Without having a crystal ball, and setting aside the possibility of a black swan such as a sovereign default, breakup of or expulsion/exit from the Euro, or some sort of economic disaster driven by an IMF package to avoid one of the first two possibilities, here's some random thoughts on what I (as an untrained eye) see happening and coming in the Irish housing market:
- Prices - Achieved prices at the lower end of the Dublin market are probably now about 55% of peak asking prices.
- Activity - finally, yes. Some sales are starting to go through again at the levels prices have now reached - probably a combination of some stability in prices for the first time in 2 years, and a glut of first time buyers who (a) have been waiting, and (b) can get finance at these prices. The employment situation and continued pricing stability is the only thing that will keep that wheel slowly turning.
- The commuter towns - asking prices boomed fastest, and achieved prices have probably collapsed hardest in the peripheral counties to Dublin.
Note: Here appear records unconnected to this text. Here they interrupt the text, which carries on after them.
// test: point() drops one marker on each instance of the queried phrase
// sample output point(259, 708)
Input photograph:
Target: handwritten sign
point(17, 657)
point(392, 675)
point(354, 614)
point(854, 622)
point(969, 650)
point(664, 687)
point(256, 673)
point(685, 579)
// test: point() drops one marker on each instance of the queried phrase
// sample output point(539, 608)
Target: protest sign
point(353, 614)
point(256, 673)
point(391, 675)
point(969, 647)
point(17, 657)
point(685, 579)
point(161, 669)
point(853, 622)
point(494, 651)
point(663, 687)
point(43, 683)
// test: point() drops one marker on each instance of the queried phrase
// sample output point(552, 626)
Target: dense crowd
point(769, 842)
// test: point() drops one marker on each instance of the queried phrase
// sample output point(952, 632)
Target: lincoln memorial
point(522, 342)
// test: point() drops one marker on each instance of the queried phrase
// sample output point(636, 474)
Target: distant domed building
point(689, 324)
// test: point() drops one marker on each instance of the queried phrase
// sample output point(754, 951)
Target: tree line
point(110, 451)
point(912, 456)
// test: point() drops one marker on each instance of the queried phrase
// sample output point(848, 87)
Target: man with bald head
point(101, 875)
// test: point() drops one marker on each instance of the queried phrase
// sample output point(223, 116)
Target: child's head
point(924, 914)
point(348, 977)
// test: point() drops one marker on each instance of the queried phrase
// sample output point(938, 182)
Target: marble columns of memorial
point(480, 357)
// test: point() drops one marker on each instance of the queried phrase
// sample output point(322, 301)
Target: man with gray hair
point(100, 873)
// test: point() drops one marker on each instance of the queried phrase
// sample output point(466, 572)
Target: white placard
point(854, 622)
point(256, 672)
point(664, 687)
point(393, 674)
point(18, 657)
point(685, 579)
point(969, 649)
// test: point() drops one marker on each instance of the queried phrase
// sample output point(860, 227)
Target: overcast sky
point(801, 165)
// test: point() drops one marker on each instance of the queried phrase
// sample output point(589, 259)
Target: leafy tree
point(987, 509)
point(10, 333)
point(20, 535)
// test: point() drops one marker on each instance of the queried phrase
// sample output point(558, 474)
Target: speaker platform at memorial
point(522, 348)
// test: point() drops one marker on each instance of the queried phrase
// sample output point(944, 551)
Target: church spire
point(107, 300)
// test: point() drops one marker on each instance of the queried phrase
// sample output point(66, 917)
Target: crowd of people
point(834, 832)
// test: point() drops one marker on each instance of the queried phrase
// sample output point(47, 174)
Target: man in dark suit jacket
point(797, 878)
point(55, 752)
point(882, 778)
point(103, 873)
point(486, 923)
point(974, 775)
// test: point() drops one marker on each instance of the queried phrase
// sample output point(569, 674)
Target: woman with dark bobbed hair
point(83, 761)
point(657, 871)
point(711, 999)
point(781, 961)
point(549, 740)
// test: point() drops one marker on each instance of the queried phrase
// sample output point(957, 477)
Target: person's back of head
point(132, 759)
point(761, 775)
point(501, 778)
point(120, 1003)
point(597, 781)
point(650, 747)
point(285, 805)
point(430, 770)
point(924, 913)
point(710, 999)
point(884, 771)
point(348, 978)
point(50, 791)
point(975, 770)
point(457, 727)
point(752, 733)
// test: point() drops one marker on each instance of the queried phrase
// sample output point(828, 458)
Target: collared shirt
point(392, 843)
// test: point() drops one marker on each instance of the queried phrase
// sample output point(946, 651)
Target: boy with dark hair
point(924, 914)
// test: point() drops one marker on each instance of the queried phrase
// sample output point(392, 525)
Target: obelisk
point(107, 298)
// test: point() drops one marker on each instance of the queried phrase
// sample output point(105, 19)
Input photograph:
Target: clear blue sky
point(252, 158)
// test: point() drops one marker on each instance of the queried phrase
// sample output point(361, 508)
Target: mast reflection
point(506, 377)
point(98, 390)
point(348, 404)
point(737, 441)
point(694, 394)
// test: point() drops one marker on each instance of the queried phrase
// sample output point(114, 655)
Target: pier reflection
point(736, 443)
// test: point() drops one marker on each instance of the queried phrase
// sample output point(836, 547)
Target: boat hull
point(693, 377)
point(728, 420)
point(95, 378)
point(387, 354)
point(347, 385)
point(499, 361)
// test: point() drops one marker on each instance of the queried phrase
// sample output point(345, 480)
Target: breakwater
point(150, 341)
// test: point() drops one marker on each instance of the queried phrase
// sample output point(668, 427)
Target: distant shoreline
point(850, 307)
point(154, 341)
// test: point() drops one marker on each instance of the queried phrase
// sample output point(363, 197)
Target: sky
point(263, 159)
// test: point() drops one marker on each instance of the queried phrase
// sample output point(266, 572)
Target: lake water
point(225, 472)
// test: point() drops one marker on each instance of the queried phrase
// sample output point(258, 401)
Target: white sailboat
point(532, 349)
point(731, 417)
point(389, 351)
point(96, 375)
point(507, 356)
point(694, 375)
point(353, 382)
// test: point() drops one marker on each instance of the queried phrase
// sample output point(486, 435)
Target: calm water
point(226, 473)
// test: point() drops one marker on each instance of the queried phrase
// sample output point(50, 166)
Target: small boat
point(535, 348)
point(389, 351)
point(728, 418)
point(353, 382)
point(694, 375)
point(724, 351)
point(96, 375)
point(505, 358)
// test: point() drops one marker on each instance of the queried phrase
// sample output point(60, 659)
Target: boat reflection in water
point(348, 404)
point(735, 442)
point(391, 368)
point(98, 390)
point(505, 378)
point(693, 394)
It's going to be a long road back for equity in the area surrounding the city.
- The city and the country - rural areas physically removed from Dublin (i.e. once you get beyond commutersville) probably see price changes lagging Dublin timewise. As people move less frequently, less urgently, and in smaller numbers in the country, the fall in house prices has much further to go in the more sparsely populated parts of Ireland. The fall in equity and prices in Dublin will eventually drag the rest of the country into line, but it is going to take time. (If I had a big paid-for house in the country, and wanted to swap it for one in the city, now might not be a bad time to take advantage of this presumably temporary differential)
- No tradeup market - a lot of people are in negative equity, so anyone who owns a house not in the cheaper part of the market (i.e. not a first-time-buyers house) is going to be waiting a long time for someone able to trade up from below.
The most likely scenario to me is a distinct two-tier market. As the housing market hits bottom (and there is always a bottom, though you probably won't know where it was until we're long past it), it will likely fracture into two sections
- Houses in good repair, solidly built, in good locations, together with the best of the apartments, will start to slowly stabilise or recover some value.
- Houses that are brand new, poorly built, insanely situated, and the vast tracts of apartments in the middle of nowhere (that never made sense), may never recover value.